Calculation approach

The calculator applies the standard relationship implied by the inputs, then formats the answer so it can be checked and reused. For finance tools, the most important step is using consistent units, rates, time periods, and assumptions before comparing the result with another calculator or outside quote.

Example workflow

For example, start with a realistic value you already know, change one input at a time, and watch how the answer moves. That makes it easier to tell whether the result is being driven by the main amount, the rate, the time period, or a unit conversion.

Practical checks

  • Use current, real-world numbers when the result affects money, health, tax, or legal decisions.
  • Run a low, base, and high case when the inputs are estimates.
  • Check the related calculators below when the next decision depends on a different assumption.

How to interpret the gross rent multiplier result

Best use

Use the result as a planning number for comparing payments, rates, returns, tax reserves, or cash-flow choices before you request a quote or make a commitment.

Cross-check

Compare the answer with the contract, lender estimate, tax form, brokerage statement, payroll record, or invoice that will control the real-world outcome.

Watch for

Do not rely on a single optimistic rate, return, or fee assumption.

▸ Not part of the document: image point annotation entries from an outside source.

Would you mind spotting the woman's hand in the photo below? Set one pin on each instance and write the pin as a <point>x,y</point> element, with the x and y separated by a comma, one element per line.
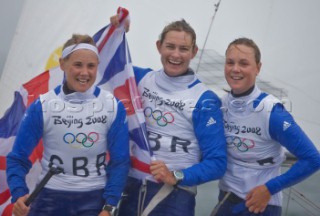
<point>20,208</point>
<point>161,173</point>
<point>114,20</point>
<point>257,199</point>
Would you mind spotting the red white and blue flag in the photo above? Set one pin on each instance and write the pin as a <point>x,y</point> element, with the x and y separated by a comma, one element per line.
<point>115,74</point>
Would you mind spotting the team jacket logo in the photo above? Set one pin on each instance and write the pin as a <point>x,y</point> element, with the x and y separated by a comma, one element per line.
<point>81,139</point>
<point>286,125</point>
<point>211,121</point>
<point>161,118</point>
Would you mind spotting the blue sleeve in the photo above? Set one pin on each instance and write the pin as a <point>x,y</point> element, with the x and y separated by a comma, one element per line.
<point>139,73</point>
<point>18,163</point>
<point>119,163</point>
<point>285,130</point>
<point>209,130</point>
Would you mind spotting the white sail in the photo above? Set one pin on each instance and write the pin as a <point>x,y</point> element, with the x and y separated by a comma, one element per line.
<point>286,31</point>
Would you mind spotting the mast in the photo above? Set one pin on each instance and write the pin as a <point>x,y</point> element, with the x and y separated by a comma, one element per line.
<point>208,33</point>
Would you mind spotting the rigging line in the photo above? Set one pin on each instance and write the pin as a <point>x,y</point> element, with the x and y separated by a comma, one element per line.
<point>209,30</point>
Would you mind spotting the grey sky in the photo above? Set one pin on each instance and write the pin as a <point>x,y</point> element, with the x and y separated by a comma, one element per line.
<point>9,14</point>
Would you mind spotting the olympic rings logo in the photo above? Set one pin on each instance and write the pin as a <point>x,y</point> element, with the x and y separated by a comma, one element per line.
<point>243,145</point>
<point>162,119</point>
<point>81,138</point>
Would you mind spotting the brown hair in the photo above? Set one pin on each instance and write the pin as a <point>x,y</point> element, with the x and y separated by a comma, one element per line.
<point>180,25</point>
<point>247,42</point>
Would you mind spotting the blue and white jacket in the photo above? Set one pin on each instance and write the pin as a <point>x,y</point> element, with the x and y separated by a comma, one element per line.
<point>257,127</point>
<point>184,124</point>
<point>77,130</point>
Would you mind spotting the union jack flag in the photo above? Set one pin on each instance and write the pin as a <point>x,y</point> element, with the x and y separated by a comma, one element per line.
<point>115,74</point>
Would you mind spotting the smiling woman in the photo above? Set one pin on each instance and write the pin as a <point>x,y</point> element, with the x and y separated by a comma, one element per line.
<point>80,63</point>
<point>75,138</point>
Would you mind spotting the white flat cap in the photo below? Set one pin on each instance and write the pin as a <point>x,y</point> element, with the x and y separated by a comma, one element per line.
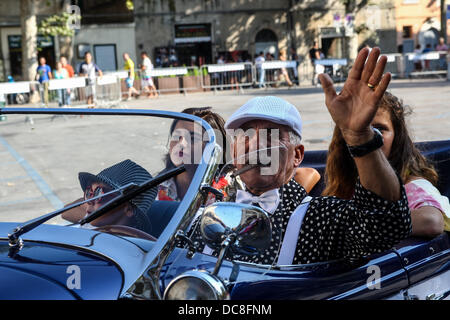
<point>268,108</point>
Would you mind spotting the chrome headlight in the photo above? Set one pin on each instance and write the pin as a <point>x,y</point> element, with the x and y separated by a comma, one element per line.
<point>196,285</point>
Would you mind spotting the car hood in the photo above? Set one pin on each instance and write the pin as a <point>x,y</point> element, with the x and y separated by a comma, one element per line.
<point>58,262</point>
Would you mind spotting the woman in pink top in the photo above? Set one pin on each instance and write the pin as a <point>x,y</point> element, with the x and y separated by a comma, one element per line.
<point>430,211</point>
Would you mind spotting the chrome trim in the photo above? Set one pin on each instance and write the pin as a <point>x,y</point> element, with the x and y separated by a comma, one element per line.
<point>214,282</point>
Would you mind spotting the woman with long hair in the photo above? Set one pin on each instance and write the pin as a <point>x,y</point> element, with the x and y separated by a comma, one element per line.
<point>430,211</point>
<point>183,141</point>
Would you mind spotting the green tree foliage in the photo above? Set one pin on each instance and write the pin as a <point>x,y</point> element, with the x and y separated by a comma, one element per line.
<point>57,25</point>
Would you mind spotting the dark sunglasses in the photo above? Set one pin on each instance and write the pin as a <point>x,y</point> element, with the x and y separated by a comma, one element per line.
<point>89,194</point>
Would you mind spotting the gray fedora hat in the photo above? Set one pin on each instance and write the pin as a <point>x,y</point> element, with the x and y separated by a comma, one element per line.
<point>119,175</point>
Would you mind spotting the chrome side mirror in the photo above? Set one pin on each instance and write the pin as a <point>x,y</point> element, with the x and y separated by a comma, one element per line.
<point>247,228</point>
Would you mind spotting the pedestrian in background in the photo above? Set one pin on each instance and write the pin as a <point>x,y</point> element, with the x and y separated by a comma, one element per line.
<point>70,73</point>
<point>89,70</point>
<point>427,61</point>
<point>129,65</point>
<point>294,57</point>
<point>442,56</point>
<point>61,73</point>
<point>314,55</point>
<point>283,57</point>
<point>147,80</point>
<point>43,75</point>
<point>258,62</point>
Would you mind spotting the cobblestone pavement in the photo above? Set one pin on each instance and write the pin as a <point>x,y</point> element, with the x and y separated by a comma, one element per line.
<point>39,165</point>
<point>429,101</point>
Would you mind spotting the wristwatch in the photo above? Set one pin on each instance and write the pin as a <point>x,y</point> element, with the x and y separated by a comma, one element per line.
<point>368,147</point>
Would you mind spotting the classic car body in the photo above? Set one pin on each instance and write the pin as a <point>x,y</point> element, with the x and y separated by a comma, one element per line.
<point>61,262</point>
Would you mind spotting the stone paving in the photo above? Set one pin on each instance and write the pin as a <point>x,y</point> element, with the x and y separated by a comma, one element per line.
<point>39,165</point>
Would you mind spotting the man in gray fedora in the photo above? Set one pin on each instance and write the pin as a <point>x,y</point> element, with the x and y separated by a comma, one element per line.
<point>132,213</point>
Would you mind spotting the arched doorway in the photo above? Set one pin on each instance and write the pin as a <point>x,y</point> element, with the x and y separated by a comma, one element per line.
<point>266,41</point>
<point>429,33</point>
<point>430,36</point>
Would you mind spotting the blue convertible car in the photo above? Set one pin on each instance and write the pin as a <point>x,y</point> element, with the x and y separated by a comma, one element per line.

Money pages work best when you run low, base, and high cases and keep professional advice separate from the estimate.

This page belongs to the Finance calculator library, so the answer should be read in the context of the decision you are modeling rather than as a universal rule.

Before relying on this gross rent multiplier estimate

Most calculator mistakes come from the inputs, not the arithmetic. Use this short audit before you reuse the answer in a spreadsheet, quote, application, or important conversation.

Confirm source numbers

Match balances, rates, fees, taxes, income, and payment dates against the lender quote, payroll record, tax form, statement, invoice, or contract.

Separate cash flow from total cost

A lower monthly payment can still cost more over time if fees, interest, taxes, or a longer term are hidden in the structure.

Run conservative cases

Test at least one higher-cost or lower-return case before using the output for a purchase, refinance, investment, loan, or tax decision.

Rerun this page when the rate, price, term, fee, tax rule, income, expense, or expected holding period changes.

How to Use

  1. Enter the property price you are evaluating.
  2. Add the monthly gross rent the property currently produces or is expected to produce.
  3. Optionally add a comparable GRM from your local market to benchmark against.
  4. Review GRM, implied price at the comparable GRM, and the rent that would be required to match the comp.

Frequently Asked Questions

What is gross rent multiplier?

Gross rent multiplier is property price divided by annual gross rent. A property selling for $300,000 with $30,000 of annual gross rent has a GRM of 10x.

What counts as a good GRM?

GRM ranges vary by market. Many cash-flow markets sit in the 6–10x range, balanced markets in 10–14x, and appreciation-heavy markets often run 14x+ where rent alone rarely supports the price.

Why use GRM if cap rate exists?

GRM is a fast first-pass screen using only price and rent. Cap rate requires expense detail. Investors usually start with GRM to filter listings, then run cap rate and cash flow on the survivors.

Does GRM include expenses or financing?

No. GRM only uses gross rent and price. That makes it quick but limited — two properties with the same GRM can have very different cash flow once expenses and financing are layered in.

Should GRM use gross rent or effective rent?

GRM traditionally uses gross potential rent. Some investors use effective rent that already strips out vacancy. Whichever you pick, apply it consistently when comparing properties.